Para
mulheres que não podem ou não desejam fazer reposição hormonal, ativos naturais
associados à alimentação adequada podem ajudar no controle de sintomas como insônia,
alterações de humor, baixa libido e ganho de peso.
Ondas de calor, dificuldade para dormir, mudanças de humor,
queda da libido e ganho de peso estão entre as principais queixas de mulheres
que atravessam a menopausa. Embora a terapia de reposição hormonal seja
considerada uma opção eficaz para muitas pacientes, ela não é indicada para
todos os casos. Mulheres com contraindicações clínicas ou que optam por não utilizar
hormônios têm buscado alternativas mais naturais, e ainda sim capazes de
amenizar os sintomas e melhorar a qualidade de vida. Nesse contexto, a
fitoterapia, quando associada a uma alimentação equilibrada e acompanhada por
profissionais de saúde, pode ser uma importante aliada.
O interesse por compostos naturais tem crescido justamente
porque algumas plantas apresentam fitoestrógenos, substâncias de origem vegetal
que interagem com receptores hormonais e podem contribuir para o alívio de
sintomas do climatério. Estudos apontam que ativos presentes na soja (Glycine
max), no trevo-vermelho (Trifolium pratense) e na cimicífuga (Cimicifuga
racemosa), por exemplo, vêm sendo estudados como alternativas para mulheres
que não utilizam terapia hormonal, com resultados promissores para o controle
dos fogachos e de outros desconfortos da menopausa.

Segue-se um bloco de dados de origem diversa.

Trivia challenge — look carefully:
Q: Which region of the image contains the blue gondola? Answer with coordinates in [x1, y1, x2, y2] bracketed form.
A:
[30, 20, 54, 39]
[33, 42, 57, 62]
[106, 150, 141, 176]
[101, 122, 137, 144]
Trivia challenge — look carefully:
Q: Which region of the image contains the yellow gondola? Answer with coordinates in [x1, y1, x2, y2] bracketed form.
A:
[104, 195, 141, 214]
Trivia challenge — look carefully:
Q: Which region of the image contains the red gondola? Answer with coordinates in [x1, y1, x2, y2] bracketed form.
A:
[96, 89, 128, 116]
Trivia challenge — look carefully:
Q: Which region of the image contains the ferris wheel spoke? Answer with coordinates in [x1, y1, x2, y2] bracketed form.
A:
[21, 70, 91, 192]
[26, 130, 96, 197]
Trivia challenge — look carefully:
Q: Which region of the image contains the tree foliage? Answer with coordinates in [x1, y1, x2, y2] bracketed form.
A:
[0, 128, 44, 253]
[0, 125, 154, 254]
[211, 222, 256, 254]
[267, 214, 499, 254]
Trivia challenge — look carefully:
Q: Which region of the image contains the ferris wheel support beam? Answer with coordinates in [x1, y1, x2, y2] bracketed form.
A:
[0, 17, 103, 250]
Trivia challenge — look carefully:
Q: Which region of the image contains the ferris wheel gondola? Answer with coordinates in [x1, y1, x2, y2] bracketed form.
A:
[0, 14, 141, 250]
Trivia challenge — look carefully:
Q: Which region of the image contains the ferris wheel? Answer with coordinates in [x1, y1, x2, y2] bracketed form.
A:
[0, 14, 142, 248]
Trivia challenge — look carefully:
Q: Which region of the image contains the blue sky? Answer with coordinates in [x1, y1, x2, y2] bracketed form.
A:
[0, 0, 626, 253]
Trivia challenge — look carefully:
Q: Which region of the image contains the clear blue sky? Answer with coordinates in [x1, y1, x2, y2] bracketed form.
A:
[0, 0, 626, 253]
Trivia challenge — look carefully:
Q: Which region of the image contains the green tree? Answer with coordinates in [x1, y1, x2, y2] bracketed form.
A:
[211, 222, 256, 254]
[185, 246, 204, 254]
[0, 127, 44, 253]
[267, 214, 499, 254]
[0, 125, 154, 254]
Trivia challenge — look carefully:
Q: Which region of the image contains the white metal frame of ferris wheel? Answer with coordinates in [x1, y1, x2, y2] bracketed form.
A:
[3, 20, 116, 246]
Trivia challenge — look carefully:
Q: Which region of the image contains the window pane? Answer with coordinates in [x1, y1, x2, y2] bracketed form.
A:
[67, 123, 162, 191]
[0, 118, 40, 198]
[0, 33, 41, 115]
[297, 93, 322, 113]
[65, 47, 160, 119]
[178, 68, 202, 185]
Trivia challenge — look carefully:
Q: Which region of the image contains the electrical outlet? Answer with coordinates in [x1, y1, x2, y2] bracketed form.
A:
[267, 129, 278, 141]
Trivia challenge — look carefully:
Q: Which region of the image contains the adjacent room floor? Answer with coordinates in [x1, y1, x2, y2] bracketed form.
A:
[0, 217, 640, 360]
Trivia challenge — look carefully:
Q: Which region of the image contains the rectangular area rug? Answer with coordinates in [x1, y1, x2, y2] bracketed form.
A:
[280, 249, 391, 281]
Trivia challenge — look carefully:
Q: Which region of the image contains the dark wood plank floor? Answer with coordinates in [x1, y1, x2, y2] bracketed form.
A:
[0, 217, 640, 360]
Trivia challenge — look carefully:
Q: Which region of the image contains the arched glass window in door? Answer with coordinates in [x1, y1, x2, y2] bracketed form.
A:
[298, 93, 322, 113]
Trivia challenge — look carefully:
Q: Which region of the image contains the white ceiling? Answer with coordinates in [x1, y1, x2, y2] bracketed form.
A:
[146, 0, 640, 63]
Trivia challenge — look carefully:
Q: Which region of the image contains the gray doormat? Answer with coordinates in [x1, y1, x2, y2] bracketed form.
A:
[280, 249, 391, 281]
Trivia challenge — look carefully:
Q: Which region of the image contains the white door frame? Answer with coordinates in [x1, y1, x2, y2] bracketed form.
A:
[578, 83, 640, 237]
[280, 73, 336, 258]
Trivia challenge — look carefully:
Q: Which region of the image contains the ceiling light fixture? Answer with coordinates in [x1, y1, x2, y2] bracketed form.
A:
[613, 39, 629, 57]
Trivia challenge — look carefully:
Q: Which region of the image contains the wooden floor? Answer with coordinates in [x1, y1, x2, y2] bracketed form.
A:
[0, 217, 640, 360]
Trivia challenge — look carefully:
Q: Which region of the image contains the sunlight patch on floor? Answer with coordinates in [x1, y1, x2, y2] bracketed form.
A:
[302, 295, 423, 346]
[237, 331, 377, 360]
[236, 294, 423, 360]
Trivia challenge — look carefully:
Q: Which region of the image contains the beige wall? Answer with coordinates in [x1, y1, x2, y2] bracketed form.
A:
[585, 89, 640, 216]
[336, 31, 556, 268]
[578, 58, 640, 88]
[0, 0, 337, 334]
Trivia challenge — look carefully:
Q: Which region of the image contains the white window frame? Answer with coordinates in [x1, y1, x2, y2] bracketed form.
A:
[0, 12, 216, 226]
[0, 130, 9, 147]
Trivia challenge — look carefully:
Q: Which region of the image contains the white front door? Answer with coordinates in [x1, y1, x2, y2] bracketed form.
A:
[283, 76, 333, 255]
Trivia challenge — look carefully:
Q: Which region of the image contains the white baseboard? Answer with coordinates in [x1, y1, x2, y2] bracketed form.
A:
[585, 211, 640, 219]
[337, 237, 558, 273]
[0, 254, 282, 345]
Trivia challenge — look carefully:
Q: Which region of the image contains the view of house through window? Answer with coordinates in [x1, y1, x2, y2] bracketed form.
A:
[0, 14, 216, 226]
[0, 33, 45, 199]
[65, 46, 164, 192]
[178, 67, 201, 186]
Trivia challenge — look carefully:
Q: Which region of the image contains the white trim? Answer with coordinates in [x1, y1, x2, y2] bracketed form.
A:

Segundo a nutricionista funcional Ana Paula Matos, no
entanto, não existe uma solução única para todas as mulheres. “A fitoterapia
pode oferecer benefícios importantes, mas precisa ser individualizada. Antes de
indicar qualquer ativo, é fundamental avaliar sintomas, histórico de saúde,
exames laboratoriais e hábitos de vida. O uso indiscriminado de suplementos
naturais também pode trazer riscos”, explica.
A especialista destaca que a alimentação exerce papel
central nesse processo. Uma dieta rica em fibras, proteínas de qualidade,
gorduras boas e alimentos antioxidantes contribui para reduzir processos
inflamatórios, preservar a massa muscular e minimizar alterações metabólicas
comuns durante a menopausa.
“Quando associamos uma estratégia nutricional adequada a
fitoterápicos bem indicados, conseguimos potencializar resultados no controle
da insônia, das alterações de humor e até da baixa energia. Mas isso não
substitui uma abordagem completa, que inclui atividade física, manejo do
estresse e acompanhamento profissional”, afirma Ana Paula.
Entre os sintomas que mais impactam a rotina feminina está o
ganho de peso, consequência não apenas da queda hormonal, mas também da redução
natural do metabolismo e das mudanças na composição corporal. Para a nutricionista,
recorrer apenas a dietas restritivas costuma ser um erro.
“Muitas mulheres entram em um ciclo de restrição alimentar
que acaba piorando o quadro. O foco deve ser preservar massa magra, controlar a
inflamação e fornecer nutrientes que favoreçam o equilíbrio hormonal. É um
trabalho que vai muito além da contagem de calorias”, ressalta.
Embora os fitoterápicos despertem cada vez mais interesse,
especialistas reforçam que eles não são isentos de contraindicações e
interações medicamentosas. A escolha do tratamento deve ser feita de forma
personalizada e sempre com orientação profissional, especialmente para mulheres
com histórico de câncer hormônio-dependente, doenças hepáticas ou outras
condições clínicas específicas.
Para Ana Paula Matos, o mais importante é compreender que a
menopausa não precisa ser enfrentada com sofrimento. “Hoje existem diferentes
estratégias para promover qualidade de vida nessa fase. A fitoterapia é uma
delas, mas faz parte de um cuidado integrado, que respeita a individualidade de
cada mulher e busca restaurar seu bem-estar de forma segura e sustentável.”